Hanno scioperato in 11.250, ben più di un quinto dei docenti universitari. Significa che sono saltati altrattanti appelli nelle università italiane nella sessione autunnale, partita il 31 agosto e che si è chiusa il 31 ottobre. "Un successo nei numeri, raddoppiati rispetto a chi aveva sottoscritto al lettera di proclamazione dello sciopero, ma anche perchè abbiamo fatto giurisprudenza, con un blocco legittimo, nato dal basso", il bilancio dei promotori della mobilitazione che ha scosso il mondo accademico e creato clamore: era dagli anni '70 che non si vedeva un blocco degli esami (solo il primo appello, in realtà). Ma al di là del successo di numeri, quanto richiesto da chi ha fatto sciopero non è stato poi ottenuto. E per questo il Movimento per la dignità della docenza guidato da Carlo Ferraro, emerito del politecnico di Torino, scalda i motori: "Se il governo non ci ascolterà in sede di Finanziaria siamo pronti a un nuovo sciopero".

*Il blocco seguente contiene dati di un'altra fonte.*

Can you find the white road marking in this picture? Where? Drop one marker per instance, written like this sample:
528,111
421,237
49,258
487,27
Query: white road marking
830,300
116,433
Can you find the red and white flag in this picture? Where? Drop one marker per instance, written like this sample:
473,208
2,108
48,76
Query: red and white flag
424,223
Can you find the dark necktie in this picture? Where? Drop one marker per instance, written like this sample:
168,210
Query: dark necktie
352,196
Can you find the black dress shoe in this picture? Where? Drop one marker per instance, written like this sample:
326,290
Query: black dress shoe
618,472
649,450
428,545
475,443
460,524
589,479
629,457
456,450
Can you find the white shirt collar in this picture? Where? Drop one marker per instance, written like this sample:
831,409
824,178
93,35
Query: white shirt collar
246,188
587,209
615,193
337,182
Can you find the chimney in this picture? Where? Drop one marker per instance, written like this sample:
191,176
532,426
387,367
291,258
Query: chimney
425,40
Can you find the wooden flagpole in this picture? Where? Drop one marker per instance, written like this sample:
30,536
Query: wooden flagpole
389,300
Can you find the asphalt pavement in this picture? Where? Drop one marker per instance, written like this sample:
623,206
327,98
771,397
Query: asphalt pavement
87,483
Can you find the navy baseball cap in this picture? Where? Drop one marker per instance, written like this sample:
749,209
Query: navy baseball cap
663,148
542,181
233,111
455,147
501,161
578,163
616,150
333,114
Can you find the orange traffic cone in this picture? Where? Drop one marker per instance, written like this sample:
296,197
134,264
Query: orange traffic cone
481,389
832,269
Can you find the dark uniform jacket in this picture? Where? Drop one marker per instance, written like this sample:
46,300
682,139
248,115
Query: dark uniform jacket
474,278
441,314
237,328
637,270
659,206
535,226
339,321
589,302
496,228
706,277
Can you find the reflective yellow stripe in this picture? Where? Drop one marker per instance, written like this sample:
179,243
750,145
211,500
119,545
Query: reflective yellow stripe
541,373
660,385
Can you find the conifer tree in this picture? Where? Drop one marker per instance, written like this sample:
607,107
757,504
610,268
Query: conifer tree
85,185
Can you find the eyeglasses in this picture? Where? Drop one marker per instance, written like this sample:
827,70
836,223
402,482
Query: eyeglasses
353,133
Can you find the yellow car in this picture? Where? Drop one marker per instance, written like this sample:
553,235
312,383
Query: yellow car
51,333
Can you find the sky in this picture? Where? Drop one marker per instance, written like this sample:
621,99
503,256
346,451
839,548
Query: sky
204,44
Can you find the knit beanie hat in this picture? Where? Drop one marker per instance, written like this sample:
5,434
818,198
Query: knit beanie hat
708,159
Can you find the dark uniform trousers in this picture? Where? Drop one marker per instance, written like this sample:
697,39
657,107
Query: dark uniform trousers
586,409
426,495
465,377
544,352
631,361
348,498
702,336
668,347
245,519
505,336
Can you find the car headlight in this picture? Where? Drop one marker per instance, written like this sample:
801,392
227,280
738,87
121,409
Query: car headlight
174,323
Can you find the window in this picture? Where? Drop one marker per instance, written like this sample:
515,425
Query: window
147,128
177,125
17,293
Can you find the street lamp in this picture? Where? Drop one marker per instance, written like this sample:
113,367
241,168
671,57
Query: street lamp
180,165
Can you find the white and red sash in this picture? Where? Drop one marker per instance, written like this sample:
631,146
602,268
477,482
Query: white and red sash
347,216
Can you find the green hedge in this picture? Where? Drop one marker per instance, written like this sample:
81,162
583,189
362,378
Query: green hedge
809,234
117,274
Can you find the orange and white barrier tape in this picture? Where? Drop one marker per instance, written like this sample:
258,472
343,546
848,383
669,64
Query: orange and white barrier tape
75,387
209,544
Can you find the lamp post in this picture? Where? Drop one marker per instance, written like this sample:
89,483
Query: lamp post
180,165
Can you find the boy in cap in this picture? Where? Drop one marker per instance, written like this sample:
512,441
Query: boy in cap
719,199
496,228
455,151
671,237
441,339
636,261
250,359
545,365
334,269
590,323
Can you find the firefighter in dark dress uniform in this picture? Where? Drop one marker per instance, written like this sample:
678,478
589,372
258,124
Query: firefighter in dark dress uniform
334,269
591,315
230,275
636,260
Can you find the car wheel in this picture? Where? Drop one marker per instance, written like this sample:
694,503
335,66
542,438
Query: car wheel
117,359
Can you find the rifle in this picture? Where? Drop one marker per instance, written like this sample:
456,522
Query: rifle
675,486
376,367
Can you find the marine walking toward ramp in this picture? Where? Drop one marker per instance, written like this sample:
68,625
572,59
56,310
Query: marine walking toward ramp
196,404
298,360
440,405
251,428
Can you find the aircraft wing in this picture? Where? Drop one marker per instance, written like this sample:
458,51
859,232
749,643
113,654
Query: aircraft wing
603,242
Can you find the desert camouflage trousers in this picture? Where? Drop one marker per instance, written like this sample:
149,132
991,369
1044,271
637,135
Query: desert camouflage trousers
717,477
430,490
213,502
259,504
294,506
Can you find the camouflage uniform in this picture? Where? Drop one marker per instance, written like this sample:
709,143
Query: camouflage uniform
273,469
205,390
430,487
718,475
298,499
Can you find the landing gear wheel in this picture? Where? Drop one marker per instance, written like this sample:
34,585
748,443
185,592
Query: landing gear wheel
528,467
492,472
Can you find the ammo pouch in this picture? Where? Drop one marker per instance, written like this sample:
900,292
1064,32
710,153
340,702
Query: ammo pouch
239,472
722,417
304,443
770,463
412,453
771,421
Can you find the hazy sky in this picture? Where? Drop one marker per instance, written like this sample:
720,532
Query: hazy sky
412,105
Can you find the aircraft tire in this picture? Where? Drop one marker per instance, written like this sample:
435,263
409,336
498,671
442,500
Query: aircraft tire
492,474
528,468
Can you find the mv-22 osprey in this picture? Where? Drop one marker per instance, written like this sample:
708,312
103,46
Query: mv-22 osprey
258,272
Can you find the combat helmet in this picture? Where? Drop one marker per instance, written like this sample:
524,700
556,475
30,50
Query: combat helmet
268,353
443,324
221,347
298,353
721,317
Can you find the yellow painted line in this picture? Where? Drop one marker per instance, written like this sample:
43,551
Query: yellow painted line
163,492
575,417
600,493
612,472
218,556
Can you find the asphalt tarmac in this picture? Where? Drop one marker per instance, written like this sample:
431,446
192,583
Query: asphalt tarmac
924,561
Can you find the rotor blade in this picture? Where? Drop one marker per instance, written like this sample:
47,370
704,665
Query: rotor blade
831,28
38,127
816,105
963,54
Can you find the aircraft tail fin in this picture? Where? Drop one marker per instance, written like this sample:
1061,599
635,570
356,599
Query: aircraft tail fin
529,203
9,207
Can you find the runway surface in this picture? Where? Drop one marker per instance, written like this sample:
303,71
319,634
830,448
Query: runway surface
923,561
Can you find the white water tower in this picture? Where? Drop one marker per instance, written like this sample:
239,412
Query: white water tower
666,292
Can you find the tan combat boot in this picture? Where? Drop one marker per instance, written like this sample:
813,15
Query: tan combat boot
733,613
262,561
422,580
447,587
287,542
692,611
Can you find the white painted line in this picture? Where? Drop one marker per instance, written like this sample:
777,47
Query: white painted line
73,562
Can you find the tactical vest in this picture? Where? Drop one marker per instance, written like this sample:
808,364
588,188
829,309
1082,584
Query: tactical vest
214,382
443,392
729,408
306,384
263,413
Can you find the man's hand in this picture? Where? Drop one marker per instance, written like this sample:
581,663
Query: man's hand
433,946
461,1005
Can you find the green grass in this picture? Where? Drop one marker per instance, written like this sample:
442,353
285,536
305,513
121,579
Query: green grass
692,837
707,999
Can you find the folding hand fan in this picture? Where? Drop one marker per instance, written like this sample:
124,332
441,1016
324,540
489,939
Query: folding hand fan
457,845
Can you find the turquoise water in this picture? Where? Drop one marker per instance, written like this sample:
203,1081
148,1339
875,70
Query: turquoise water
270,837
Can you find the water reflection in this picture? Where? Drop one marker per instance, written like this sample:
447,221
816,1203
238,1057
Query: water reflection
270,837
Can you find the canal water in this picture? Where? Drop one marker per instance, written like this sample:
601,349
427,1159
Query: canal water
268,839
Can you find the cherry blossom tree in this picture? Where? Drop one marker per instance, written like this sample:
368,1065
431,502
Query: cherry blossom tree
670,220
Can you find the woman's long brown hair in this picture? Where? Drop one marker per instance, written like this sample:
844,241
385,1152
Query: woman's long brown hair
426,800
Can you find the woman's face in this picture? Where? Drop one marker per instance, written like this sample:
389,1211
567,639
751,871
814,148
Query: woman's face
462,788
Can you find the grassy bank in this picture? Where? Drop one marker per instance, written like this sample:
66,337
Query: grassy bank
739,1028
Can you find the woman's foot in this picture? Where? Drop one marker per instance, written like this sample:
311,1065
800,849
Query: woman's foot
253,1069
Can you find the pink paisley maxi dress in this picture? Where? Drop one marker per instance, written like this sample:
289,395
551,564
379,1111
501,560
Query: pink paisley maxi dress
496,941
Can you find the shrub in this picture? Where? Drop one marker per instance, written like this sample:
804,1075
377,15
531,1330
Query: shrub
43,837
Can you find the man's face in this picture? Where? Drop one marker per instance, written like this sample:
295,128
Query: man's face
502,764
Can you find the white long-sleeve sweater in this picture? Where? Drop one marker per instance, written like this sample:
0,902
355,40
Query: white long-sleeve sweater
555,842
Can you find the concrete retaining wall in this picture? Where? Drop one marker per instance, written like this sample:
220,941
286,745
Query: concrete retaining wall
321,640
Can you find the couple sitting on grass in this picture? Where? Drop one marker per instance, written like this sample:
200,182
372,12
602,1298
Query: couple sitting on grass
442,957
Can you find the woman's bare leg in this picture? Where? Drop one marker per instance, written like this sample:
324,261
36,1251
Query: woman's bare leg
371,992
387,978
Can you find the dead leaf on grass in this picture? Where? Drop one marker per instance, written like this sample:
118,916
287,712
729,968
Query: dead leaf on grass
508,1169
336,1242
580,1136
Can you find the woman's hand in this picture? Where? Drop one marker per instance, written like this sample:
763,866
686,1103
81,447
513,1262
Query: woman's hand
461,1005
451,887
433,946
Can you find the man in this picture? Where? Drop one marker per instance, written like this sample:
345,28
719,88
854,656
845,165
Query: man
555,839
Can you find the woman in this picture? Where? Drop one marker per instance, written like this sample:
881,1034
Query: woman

· COSA CHIEDEVANO I PROFESSORI UNIVERSITARI?
Lo sblocco degli scatti stipendiali, congelati dal 2011 al 2014, nelle stesse modalità in cui era stato riconosciuto agli altri dipendenti pubblici, e il riconoscimento ai fini giuridici, con conseguenti effetti sulla pensione, del quadriennio 2011-2014. Di qui lo sciopero che ha coinvolto 72 università. Le adesioni più alte si sono avute a La Sapienza, dove 992 docenti e ricercatori hanno scioperato, alla Federico II di Napoli (556), a Bologna (484), Bari(469), Palermo (440) e Pisa (440). La stessa ministra Valeria Fedeli, pur avendo bocciato le modalità dello sciopero, si era spesa in sede di approvazione della Legge di Bilancio inserendo misure rivolte al mondo dell’università tra cui l’impegno relativo agli scatti di anzianità dei docenti universitari.

· NUOVO TESTO BOCCIATO
Ma i professori bocciano ora il nuovo testo che sposta il riconoscimento giuridico ed economico in avanti, dal 2020 in poi. "Un regresso enorme - contesta Ferraro - Per poi arrivare alla retribuzione dovuta secondo le nostre richieste dopo altri 10 anni, nel 2028 ed oltre! Vengono anche introdotti aspetti peggiorativi sugli scatti premiali. Così non va: se questo sarà il provvedimento che verrà varato un nuovo sciopero a breve diventerà una certezza". Il movimento di questi professori e ricercatori ha presentato degli emendamenti. "Ci vorranno almeno una decina di anni per avere quello che si è perduto per strada, e chi nel frattempo da ricercatore diventerà associato li perderà. Ma era nostro diritto avere quel riconoscimento economico, ovvio che siamo insoddisfatti. Ma ancora speriamo di essere ascoltati, abbiamo presentato emendamenti che vengono incontro al governo", osserva Carla Cuomo, voce del movimento a Bologna.

· ASSEMBLEA A TORINO
Il mondo accademico non è compatto su questa battaglia. Ma l'insoddisfazione c'è e si era già fatta sentire anche con una lettera aperta alla ministra Valeria Fedeli "A difesa dell'università pubblica", che ha raccolto 1600 firme, lanciata a fine settembre dal movimento studenti e lavoratori del politecnico di Torino. Tra le richieste, un aumento significativo del fondo di funzionamento ordinario alle università, un piano straordinario di reclutamento dei ricercatori, investimenti sul diritto allo studio. L'appuntamento è per lunedì 6 novembre con un'assemblea nazionale al politecnico "per il riscatto dell'università" alla quale hanno aderito, tra gli altri, il collettivo Link e l'Unione degli universitari. "E'stata resa pubblica - si legge nella convocazione dell'assemblea - la bozza della legge di bilancio e se il mondo universitario intende dare un contributo propositivo al riguardo, cosa oltremodo urgente, è necessario farci sentire ora".